C'è qualcosa di singolare, fin dal primo momento, in questa potenza di fuoco attivata per le dichiarazioni di Avola. Eppure, nonostante l’evidente ostilità, ci sono dei riscontri (e tanti altri che ancora si devono ricercare) che non possono rimanere inosservati. D'altronde, non è un caso che il Gip ha respinto la richiesta di archiviazione invitando la procura a fare ulteriori indagini. Inoltre c’è da precisare che l'avvocato Fabio Trizzino, legale dei figli di Borsellino, non ha posto alcun pregiudizio e ha scavato a fondo nella ricerca di eventuali riscontri. Non si comprende questo clima ostile, mai verificato con ben altri presunti pentiti che trattano e ritrattano la memoria, raccontano storie surreali. Nonostante ciò sono stati pompati e sponsorizzati dai mass media e procuratori. Inutile citare, solo a titolo esemplificativo, Massimo Ciancimino, il figlio di Don Vito. Oppure altri collaboratori che di punto in bianco, testimoniano de relato le donne bionde “amazzone” con Aiello, purtroppo conosciuto come “faccia da mostro”. Sembrerebbe che siano più credibili i pentiti che parlano di “entità” e de relato, invece di chi racconta i fatti svolti in prima persona.

Sullo sfondo, ma nemmeno tanto, c'è la questione delle intercettazioni ambientali del 1993 captate dalla Dia per conto della procura di Palermo nel covo di via Ughetti 17 a Palermo, utilizzato dai mafiosi Nino Gioè e Gioacchino La Barbera, che – come ha scritto Guido Rutolo in un articolo sul sito di "Servizio Pubblico” - se rilette oggi confermerebbero il coinvolgimento dei catanesi nelle stragi di Palermo e del Continente.

In effetti, leggendo parte delle intercettazioni, che sono state acquisite a suo tempo per il processo fallimentare trattativa Stato-mafia, c'è un passaggio che a parere di chi scrive sembra molto sottovalutato.

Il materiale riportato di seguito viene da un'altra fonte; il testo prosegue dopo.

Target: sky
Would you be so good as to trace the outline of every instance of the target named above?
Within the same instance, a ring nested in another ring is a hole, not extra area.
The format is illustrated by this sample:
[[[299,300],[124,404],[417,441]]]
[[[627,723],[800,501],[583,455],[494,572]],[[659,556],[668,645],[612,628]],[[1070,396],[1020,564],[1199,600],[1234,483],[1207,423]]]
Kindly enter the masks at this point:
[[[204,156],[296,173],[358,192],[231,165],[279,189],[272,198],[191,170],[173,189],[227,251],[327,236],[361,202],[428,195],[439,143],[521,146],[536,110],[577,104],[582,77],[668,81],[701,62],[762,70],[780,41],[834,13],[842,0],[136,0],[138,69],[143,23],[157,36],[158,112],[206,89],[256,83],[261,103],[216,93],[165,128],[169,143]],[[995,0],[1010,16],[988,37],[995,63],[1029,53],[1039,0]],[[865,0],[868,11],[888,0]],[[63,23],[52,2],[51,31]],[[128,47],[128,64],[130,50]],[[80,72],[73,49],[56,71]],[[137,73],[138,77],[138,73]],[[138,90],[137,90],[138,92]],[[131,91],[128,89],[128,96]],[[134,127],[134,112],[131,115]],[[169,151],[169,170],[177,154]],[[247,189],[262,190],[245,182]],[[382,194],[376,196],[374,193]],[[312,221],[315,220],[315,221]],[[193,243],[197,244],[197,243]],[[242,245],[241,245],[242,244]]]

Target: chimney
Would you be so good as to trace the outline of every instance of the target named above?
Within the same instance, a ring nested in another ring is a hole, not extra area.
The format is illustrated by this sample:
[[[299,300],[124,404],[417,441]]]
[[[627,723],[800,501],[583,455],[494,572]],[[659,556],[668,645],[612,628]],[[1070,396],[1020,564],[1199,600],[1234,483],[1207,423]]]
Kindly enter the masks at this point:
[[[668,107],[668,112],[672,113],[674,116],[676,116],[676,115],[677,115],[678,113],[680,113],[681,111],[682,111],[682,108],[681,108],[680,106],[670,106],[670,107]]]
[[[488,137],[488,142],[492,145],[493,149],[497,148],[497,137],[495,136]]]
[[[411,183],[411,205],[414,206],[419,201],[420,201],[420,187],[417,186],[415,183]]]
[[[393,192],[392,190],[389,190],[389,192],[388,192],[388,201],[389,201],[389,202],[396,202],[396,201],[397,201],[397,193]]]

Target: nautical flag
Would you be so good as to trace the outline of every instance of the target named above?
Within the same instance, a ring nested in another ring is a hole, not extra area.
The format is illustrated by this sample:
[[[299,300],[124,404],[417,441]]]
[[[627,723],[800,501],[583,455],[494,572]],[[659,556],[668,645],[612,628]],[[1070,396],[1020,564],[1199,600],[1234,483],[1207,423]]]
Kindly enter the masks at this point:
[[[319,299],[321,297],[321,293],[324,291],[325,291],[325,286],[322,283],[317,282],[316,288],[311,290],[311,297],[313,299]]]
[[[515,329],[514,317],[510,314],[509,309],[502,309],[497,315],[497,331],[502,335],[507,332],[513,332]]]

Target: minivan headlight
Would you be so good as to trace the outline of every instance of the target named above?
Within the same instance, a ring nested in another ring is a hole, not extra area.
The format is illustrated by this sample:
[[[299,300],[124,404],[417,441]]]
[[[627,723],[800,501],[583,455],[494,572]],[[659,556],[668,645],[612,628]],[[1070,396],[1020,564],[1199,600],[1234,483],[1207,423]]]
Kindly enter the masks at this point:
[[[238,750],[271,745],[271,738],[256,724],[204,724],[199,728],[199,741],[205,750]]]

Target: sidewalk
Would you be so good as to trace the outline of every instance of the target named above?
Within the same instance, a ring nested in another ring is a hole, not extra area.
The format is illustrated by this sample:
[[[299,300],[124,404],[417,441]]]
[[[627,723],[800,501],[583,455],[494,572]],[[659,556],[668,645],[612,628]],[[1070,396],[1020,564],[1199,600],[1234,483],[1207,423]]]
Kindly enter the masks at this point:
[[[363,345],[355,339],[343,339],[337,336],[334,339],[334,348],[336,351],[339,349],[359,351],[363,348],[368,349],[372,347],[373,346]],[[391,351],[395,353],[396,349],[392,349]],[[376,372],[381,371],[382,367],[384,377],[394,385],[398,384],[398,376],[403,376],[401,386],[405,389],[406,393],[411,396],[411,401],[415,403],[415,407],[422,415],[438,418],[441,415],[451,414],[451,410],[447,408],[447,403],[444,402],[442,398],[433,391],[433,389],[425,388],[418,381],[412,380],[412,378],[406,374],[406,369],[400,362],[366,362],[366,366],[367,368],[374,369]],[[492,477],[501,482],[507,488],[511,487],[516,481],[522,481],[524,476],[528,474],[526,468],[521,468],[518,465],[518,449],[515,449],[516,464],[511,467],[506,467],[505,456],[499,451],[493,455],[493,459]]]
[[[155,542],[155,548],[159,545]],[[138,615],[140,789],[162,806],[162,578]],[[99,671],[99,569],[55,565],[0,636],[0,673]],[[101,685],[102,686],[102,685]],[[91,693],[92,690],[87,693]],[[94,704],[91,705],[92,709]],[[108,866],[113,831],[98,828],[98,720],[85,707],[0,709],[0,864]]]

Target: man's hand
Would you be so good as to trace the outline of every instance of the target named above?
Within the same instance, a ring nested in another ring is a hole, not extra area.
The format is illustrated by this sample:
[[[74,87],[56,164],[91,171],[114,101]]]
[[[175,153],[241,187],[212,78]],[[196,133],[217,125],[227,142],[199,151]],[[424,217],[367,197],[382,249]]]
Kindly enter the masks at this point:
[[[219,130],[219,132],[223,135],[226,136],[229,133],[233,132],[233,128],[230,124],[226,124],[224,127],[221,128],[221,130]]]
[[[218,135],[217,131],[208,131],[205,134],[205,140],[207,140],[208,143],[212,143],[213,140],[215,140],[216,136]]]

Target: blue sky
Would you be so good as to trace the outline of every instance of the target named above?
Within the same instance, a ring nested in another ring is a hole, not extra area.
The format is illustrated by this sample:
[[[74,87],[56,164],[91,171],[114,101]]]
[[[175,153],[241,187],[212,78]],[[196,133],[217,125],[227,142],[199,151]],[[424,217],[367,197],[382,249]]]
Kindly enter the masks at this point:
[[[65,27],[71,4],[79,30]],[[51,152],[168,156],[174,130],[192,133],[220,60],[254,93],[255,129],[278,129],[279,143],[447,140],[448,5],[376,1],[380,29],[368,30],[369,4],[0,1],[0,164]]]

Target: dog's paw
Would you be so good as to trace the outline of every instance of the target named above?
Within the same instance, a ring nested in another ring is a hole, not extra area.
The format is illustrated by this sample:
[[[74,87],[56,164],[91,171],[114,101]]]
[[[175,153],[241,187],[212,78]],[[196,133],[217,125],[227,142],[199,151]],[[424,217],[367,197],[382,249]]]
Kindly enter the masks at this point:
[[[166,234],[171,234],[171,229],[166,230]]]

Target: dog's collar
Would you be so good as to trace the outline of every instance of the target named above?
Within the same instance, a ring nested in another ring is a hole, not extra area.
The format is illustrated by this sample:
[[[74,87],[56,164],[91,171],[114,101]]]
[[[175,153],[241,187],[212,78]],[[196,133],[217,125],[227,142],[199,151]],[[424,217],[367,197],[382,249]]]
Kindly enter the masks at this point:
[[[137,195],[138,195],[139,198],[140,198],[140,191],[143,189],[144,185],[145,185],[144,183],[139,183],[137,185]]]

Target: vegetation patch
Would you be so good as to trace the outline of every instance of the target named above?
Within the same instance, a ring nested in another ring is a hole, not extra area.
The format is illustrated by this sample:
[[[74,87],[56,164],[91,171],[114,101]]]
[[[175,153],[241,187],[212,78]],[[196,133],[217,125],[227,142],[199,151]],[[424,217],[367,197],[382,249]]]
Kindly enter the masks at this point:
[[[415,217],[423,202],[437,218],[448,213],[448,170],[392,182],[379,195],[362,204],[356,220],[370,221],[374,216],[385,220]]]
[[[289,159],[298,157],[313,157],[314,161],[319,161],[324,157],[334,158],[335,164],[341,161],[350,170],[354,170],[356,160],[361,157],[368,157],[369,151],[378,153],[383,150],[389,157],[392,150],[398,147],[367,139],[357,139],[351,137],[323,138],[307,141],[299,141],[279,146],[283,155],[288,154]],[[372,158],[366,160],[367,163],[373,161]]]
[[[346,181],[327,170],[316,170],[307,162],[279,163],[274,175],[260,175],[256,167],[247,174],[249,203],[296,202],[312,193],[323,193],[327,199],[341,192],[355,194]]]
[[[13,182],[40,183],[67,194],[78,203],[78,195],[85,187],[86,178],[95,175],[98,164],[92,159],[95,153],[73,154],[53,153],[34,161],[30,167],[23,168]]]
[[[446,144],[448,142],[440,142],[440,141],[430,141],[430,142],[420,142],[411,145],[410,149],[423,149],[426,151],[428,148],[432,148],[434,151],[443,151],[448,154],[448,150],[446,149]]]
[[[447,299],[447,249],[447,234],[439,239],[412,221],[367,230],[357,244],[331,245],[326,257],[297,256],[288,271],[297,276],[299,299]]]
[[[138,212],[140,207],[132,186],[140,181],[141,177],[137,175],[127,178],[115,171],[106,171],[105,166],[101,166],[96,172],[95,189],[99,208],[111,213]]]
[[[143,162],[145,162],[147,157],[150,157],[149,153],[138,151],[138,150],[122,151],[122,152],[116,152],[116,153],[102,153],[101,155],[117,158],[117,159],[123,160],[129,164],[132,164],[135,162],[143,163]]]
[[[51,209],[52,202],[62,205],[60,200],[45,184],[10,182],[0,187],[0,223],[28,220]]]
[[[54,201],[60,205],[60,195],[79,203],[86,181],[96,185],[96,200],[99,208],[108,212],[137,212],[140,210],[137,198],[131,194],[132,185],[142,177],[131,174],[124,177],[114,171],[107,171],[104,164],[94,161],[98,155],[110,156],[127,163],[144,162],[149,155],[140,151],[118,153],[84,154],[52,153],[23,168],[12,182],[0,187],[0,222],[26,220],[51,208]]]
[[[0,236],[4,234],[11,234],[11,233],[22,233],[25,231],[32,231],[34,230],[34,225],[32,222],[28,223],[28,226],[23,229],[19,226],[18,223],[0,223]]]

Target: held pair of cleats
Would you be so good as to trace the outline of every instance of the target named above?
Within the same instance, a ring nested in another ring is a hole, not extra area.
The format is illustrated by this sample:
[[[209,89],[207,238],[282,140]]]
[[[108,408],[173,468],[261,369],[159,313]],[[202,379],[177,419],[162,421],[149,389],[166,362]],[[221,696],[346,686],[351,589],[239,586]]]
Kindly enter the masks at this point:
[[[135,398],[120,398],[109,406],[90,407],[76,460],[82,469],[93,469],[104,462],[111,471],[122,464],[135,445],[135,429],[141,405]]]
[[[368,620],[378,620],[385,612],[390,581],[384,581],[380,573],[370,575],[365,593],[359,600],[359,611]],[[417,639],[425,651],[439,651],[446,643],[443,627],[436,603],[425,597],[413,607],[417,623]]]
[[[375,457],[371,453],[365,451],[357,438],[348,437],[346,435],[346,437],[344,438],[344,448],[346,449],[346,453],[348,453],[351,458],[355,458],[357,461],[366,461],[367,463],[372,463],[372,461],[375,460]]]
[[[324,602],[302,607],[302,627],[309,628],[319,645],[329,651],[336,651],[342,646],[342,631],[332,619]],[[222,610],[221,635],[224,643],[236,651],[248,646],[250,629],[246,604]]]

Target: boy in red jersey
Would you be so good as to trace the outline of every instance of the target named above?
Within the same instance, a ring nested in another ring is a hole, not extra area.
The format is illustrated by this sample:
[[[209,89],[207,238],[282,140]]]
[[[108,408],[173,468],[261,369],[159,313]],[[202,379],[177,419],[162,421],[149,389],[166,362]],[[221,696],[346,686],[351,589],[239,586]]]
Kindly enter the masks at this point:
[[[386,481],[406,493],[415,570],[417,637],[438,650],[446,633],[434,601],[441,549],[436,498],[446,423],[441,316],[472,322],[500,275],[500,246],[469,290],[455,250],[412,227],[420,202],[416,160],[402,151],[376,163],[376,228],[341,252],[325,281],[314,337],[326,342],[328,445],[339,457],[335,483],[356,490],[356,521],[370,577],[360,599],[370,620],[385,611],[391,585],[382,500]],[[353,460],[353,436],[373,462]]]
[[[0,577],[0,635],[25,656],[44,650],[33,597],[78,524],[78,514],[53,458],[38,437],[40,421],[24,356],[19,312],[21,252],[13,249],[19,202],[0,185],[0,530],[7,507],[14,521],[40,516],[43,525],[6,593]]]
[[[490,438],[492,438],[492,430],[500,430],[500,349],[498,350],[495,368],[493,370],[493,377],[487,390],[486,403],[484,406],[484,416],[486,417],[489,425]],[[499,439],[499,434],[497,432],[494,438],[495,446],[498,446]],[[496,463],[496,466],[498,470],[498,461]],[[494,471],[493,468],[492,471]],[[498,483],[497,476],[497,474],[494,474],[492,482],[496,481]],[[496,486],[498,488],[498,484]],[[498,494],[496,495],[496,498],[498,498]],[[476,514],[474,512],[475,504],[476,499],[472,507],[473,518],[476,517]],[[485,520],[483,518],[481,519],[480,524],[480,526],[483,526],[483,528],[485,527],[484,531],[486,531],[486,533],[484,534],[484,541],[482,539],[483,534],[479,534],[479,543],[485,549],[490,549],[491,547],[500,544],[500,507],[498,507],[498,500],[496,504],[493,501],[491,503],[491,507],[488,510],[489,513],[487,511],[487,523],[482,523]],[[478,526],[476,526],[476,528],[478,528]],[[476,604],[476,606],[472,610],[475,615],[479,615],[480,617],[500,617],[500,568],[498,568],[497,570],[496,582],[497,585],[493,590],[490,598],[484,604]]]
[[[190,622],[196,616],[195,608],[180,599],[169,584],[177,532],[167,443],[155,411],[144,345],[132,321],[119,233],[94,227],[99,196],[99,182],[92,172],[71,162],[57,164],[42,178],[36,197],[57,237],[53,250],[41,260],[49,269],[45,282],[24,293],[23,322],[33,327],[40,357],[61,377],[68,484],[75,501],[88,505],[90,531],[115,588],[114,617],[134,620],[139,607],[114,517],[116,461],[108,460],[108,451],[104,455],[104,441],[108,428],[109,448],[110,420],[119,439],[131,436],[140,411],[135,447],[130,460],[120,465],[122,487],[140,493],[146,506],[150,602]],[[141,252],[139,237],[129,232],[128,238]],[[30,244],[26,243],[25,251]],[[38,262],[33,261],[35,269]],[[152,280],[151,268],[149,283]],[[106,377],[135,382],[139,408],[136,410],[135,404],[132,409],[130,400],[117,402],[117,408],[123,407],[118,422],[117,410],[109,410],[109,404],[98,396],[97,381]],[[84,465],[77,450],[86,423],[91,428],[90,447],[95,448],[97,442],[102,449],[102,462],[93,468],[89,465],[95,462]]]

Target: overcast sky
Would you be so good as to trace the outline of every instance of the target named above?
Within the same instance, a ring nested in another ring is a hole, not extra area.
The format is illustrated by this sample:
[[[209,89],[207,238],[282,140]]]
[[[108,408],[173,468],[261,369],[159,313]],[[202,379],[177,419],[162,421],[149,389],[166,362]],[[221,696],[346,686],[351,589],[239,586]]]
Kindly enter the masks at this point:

È del 16 marzo 1993, Gioè dice che quel giorno doveva incontrarsi con Nitto Santapaola (in quell’occasione non fu catturato). Riferendosi ai catanesi come uomini che fanno determinate azioni, dice: «Per me i migliori di Catania sono quei quattro, cinque picciotti a livello di terroristi, di fedayn, loro sanno di queste cose, perché io ci sono stato insieme in cose particolari che interessano pure a noi». Ancora prima dice, sempre riferendosi ai Catanesi: «No, ne hanno a Milano, hanno fatto una “scanna”, caro mio, c'è una batteria caro mio, ma potente». C'è da chiedersi cosa ha fatto di particolare assieme a loro nel Nord. Mancano evidentemente dei pezzi fondamentali per la verità. Forse potrebbe interessarsi alla cosa anche la procura di Firenze. Dal tenore delle intercettazioni, anche se non sono tutte, emerge non solo il ruolo particolare e fondamentale dei catanesi, ma anche di qualcosa che stavano preparando. E siamo a qualche mese prima degli attentati continentali.